Unstoppable
Embellished on a true story, Tony Scott’s Unstoppable has the fundamental elements of a good meat-and-potatoes thriller: a runaway freight train careening down the main line, a couple of likeable blue-collar types tasked with stopping it, and a tight 90-plus minutes to get the job done. Denzel Washington and Chris Pine have a nice low-key rapport as a veteran engineer and a neophyte conductor thrown into danger on their first day working with each other, and the film slowly, skillfully builds tension on a steady escalation of mishaps. Yet Scott, who never met a movie he couldn’t overstylize, has trouble staying out of his own way, and his screenwriter, Mark Bomback, keeps adding stock situations and dumbed-down language to steer the drama toward bland convention. It’s an unnecessary struggle between the streamlined, punchy movie it should be, and the more slovenly, indulgent movie it is.
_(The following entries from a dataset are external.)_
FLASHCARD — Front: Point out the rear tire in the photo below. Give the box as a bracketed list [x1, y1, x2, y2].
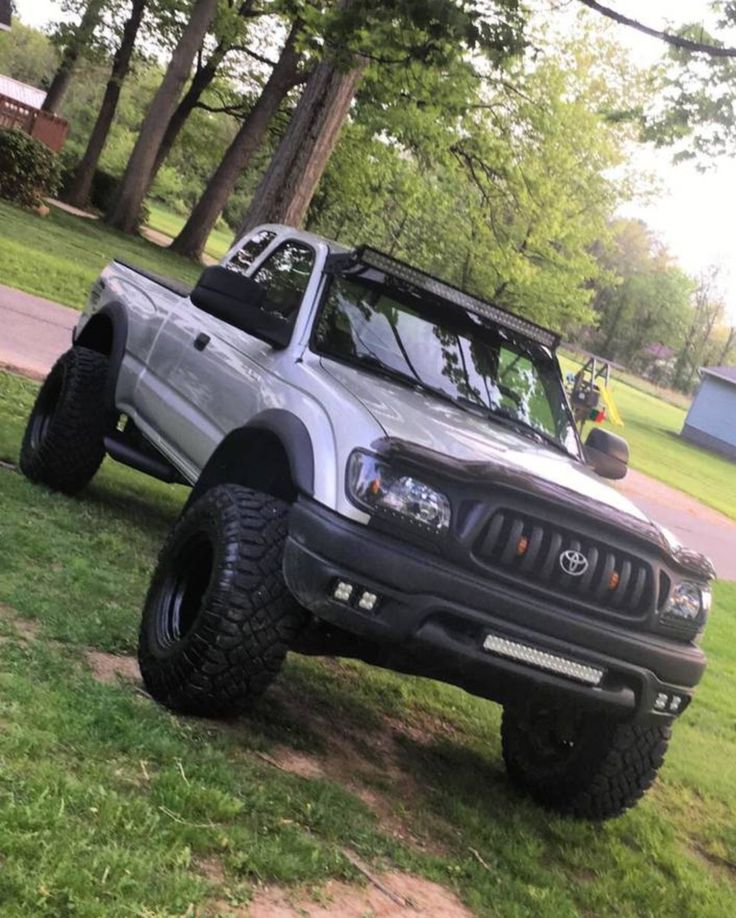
[138, 485, 306, 717]
[20, 347, 111, 494]
[501, 705, 672, 821]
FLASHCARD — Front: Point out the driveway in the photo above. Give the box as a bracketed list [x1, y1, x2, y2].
[0, 284, 79, 379]
[0, 284, 736, 580]
[618, 467, 736, 580]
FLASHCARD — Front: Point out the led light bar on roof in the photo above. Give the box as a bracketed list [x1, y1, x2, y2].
[342, 246, 560, 348]
[483, 634, 605, 685]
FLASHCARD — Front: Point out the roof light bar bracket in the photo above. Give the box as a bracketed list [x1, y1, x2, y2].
[325, 245, 561, 350]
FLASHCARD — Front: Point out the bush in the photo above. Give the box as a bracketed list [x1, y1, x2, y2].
[0, 129, 61, 207]
[61, 157, 151, 227]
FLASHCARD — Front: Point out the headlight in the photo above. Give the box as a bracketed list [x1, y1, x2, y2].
[662, 580, 712, 634]
[347, 450, 451, 535]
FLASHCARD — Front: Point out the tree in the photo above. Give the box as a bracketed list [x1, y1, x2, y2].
[238, 52, 365, 236]
[674, 265, 725, 392]
[593, 220, 693, 366]
[106, 0, 218, 233]
[579, 0, 736, 58]
[66, 0, 148, 207]
[0, 21, 59, 86]
[150, 0, 263, 194]
[239, 0, 524, 233]
[171, 20, 302, 258]
[308, 25, 642, 333]
[41, 0, 105, 114]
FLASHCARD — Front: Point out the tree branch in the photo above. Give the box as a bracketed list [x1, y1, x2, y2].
[579, 0, 736, 57]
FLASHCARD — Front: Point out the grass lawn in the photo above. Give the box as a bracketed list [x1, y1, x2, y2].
[560, 356, 736, 519]
[0, 374, 736, 918]
[0, 201, 202, 309]
[148, 201, 233, 261]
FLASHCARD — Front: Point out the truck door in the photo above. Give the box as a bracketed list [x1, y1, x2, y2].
[136, 231, 316, 478]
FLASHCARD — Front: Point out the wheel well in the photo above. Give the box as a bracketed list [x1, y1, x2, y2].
[74, 315, 115, 357]
[187, 427, 299, 506]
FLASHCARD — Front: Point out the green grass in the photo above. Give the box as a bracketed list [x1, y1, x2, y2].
[0, 201, 202, 309]
[0, 374, 736, 918]
[560, 357, 736, 519]
[148, 201, 233, 261]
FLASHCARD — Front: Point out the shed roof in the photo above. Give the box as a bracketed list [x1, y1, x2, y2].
[0, 74, 46, 108]
[700, 367, 736, 386]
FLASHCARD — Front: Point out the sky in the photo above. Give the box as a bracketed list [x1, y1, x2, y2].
[16, 0, 736, 322]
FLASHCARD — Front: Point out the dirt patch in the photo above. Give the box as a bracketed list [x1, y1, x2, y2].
[193, 857, 225, 886]
[260, 746, 325, 779]
[250, 872, 472, 918]
[85, 650, 141, 684]
[244, 676, 455, 855]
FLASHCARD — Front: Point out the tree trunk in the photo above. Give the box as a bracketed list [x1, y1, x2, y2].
[238, 54, 365, 237]
[106, 0, 218, 233]
[41, 0, 104, 115]
[66, 0, 148, 207]
[149, 0, 262, 189]
[151, 43, 229, 184]
[171, 23, 301, 258]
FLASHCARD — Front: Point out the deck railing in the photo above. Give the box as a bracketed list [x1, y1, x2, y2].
[0, 94, 69, 153]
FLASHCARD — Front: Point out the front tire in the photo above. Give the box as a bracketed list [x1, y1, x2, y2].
[138, 485, 305, 717]
[501, 704, 672, 821]
[20, 347, 110, 494]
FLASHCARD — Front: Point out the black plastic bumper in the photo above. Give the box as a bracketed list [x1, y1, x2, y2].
[284, 500, 705, 721]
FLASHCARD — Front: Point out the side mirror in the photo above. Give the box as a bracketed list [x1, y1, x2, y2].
[585, 427, 629, 481]
[190, 265, 292, 348]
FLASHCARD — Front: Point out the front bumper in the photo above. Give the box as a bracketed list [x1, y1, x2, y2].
[284, 500, 705, 722]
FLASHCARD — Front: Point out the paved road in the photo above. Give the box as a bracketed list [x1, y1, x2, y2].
[0, 285, 736, 580]
[618, 466, 736, 580]
[0, 284, 79, 379]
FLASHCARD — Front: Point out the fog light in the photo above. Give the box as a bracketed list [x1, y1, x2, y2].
[483, 634, 605, 685]
[358, 590, 378, 612]
[654, 692, 670, 711]
[332, 580, 353, 602]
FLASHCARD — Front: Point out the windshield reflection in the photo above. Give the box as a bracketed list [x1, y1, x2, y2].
[315, 277, 579, 458]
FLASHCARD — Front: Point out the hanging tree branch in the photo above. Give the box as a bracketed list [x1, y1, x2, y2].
[580, 0, 736, 57]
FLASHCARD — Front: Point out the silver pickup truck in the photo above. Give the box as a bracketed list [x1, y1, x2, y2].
[21, 226, 714, 819]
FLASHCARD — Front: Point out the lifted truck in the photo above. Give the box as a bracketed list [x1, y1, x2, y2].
[21, 226, 714, 819]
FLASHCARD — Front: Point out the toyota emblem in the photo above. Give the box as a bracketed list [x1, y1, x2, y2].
[560, 548, 588, 577]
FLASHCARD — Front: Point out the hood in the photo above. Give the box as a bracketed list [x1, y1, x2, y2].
[322, 359, 649, 522]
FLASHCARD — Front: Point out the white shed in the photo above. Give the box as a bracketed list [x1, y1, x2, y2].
[682, 367, 736, 459]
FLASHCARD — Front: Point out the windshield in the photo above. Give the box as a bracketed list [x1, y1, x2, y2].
[314, 277, 580, 458]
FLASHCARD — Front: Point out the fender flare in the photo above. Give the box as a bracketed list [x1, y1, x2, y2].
[72, 300, 128, 411]
[186, 408, 314, 507]
[245, 408, 314, 494]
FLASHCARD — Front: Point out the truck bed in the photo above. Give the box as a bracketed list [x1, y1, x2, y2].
[115, 258, 193, 297]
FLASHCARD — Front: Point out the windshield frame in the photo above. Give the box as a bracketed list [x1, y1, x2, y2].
[308, 269, 585, 464]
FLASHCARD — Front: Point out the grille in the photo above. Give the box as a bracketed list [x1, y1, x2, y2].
[475, 510, 655, 617]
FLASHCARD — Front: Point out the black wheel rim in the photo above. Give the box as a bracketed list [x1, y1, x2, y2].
[154, 532, 214, 650]
[30, 374, 63, 449]
[522, 707, 580, 765]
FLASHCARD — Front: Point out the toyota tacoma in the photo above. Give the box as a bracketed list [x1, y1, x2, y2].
[20, 225, 714, 819]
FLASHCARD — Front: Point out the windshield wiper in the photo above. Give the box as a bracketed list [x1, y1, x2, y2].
[460, 402, 578, 459]
[348, 354, 494, 417]
[330, 354, 577, 459]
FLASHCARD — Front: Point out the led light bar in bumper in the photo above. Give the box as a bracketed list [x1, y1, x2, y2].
[483, 634, 605, 685]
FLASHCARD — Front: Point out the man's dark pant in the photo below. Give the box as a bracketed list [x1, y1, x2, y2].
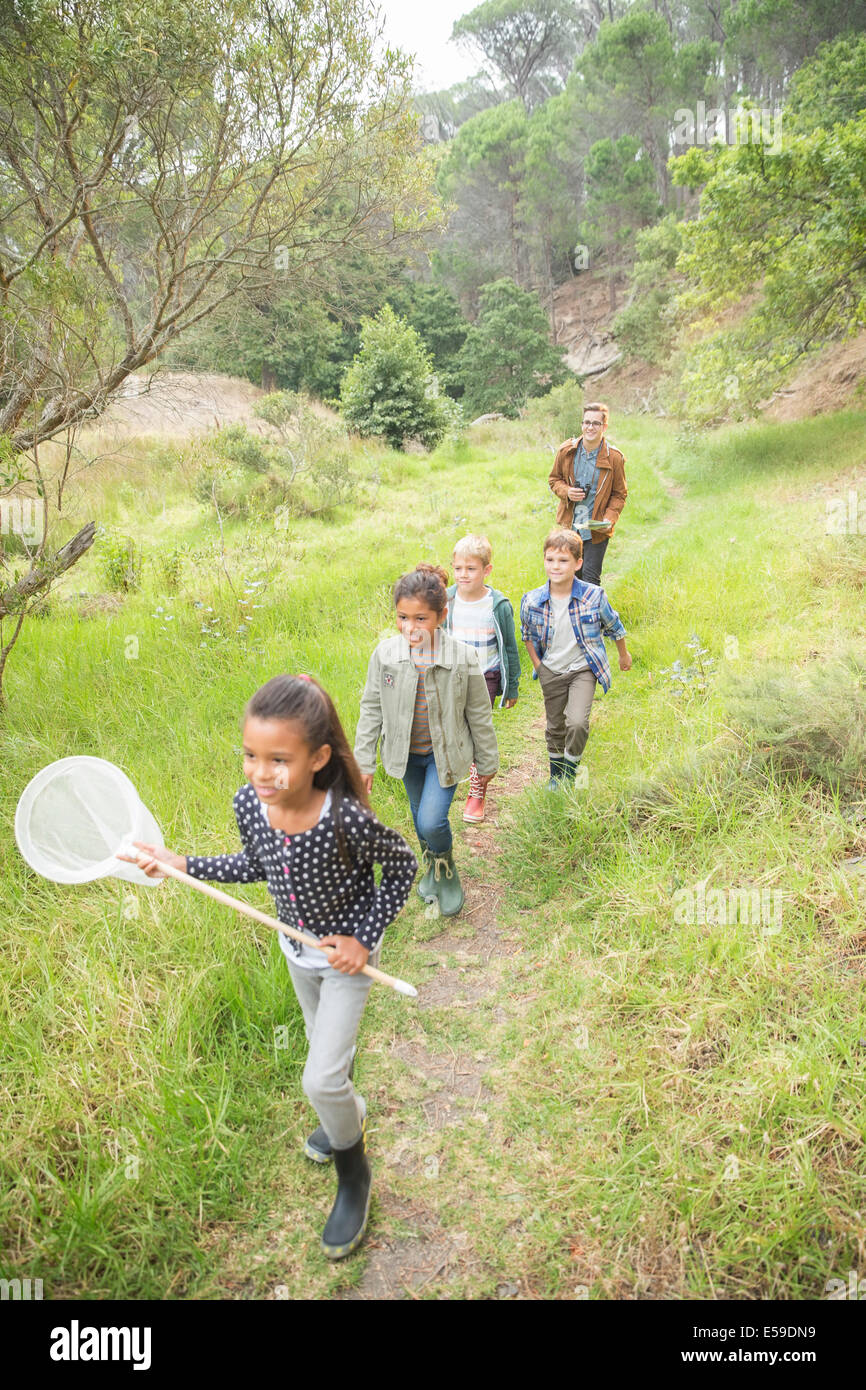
[577, 537, 610, 588]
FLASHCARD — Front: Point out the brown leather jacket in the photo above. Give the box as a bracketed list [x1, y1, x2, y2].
[548, 435, 628, 543]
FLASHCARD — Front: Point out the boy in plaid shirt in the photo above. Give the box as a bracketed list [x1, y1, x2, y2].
[520, 531, 631, 790]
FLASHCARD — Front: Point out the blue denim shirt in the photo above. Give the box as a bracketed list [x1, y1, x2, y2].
[520, 578, 626, 691]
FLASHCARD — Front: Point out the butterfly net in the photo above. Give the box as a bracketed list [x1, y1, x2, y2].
[15, 758, 164, 885]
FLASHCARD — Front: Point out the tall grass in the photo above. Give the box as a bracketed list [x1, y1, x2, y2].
[0, 405, 866, 1298]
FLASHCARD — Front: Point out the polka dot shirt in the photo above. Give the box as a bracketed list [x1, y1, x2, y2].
[186, 784, 418, 952]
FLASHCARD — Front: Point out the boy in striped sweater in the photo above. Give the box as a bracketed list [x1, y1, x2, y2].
[445, 535, 520, 824]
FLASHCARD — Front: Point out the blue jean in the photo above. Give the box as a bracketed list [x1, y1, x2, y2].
[403, 753, 457, 855]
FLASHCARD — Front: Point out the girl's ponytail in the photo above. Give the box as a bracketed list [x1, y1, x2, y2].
[393, 563, 448, 613]
[245, 676, 373, 860]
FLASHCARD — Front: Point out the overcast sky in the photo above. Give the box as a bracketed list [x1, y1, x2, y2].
[378, 0, 481, 92]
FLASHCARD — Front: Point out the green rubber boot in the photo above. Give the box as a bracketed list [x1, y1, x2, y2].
[548, 753, 569, 791]
[434, 849, 466, 917]
[417, 840, 439, 902]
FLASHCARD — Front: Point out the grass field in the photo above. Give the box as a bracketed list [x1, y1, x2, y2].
[0, 403, 866, 1298]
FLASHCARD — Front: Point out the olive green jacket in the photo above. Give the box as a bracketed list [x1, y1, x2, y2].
[354, 628, 499, 787]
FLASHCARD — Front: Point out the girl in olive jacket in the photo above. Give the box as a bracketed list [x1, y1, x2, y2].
[354, 564, 499, 917]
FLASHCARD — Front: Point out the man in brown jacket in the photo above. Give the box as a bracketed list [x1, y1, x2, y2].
[548, 403, 628, 585]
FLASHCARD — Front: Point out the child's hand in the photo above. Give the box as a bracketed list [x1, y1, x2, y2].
[321, 939, 373, 974]
[115, 840, 186, 878]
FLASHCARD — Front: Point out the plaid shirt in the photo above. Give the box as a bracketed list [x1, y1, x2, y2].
[520, 578, 626, 691]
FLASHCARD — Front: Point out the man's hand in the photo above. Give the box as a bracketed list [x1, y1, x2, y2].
[321, 934, 373, 974]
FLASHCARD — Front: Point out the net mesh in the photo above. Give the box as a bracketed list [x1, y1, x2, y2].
[15, 758, 163, 884]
The early scenes are promising, as employees at a Pennsylvania train yard go about their daily business, speaking in a lingo a general audience will understand without necessarily knowing the specific words. (This as opposed to later, when an unmanned train carrying toxic chemicals is likened to “a missile the size of the Chrysler Building.”) Pine plays the new kid on the job, a conductor four months off training who draws suspicion because of family connections. Close to being forced into early retirement without full benefits, Washington has every reason to resent the new kid, but the two settle into a tense but productive working relationship. When low-level ineptitude at a northern train yard sends an unmanned train in their direction, and every attempt to stop it fails, Pine and Washington carry out a high-risk plan to keep disaster from striking.
As long as Unstoppable stays on the train, it’s queasily effective. Washington and Pine have a strong, often funny chemistry, the dramatic stakes are raised incrementally, and the interplay between the two leads and the professionals on the other end (played by Rosario Dawson and Kevin Corrigan) feels authentic. But Scott and Bomback have both men hauling needless personal baggage (Pine’s marriage is on the rocks, Washington flaked on his daughter’s birthday). They use local news coverage as plain-language exposition, and have two full cheering sections (including one at a Hooters) to root the rescuers on. In a taut thriller like Unstoppable, any additions are a subtraction.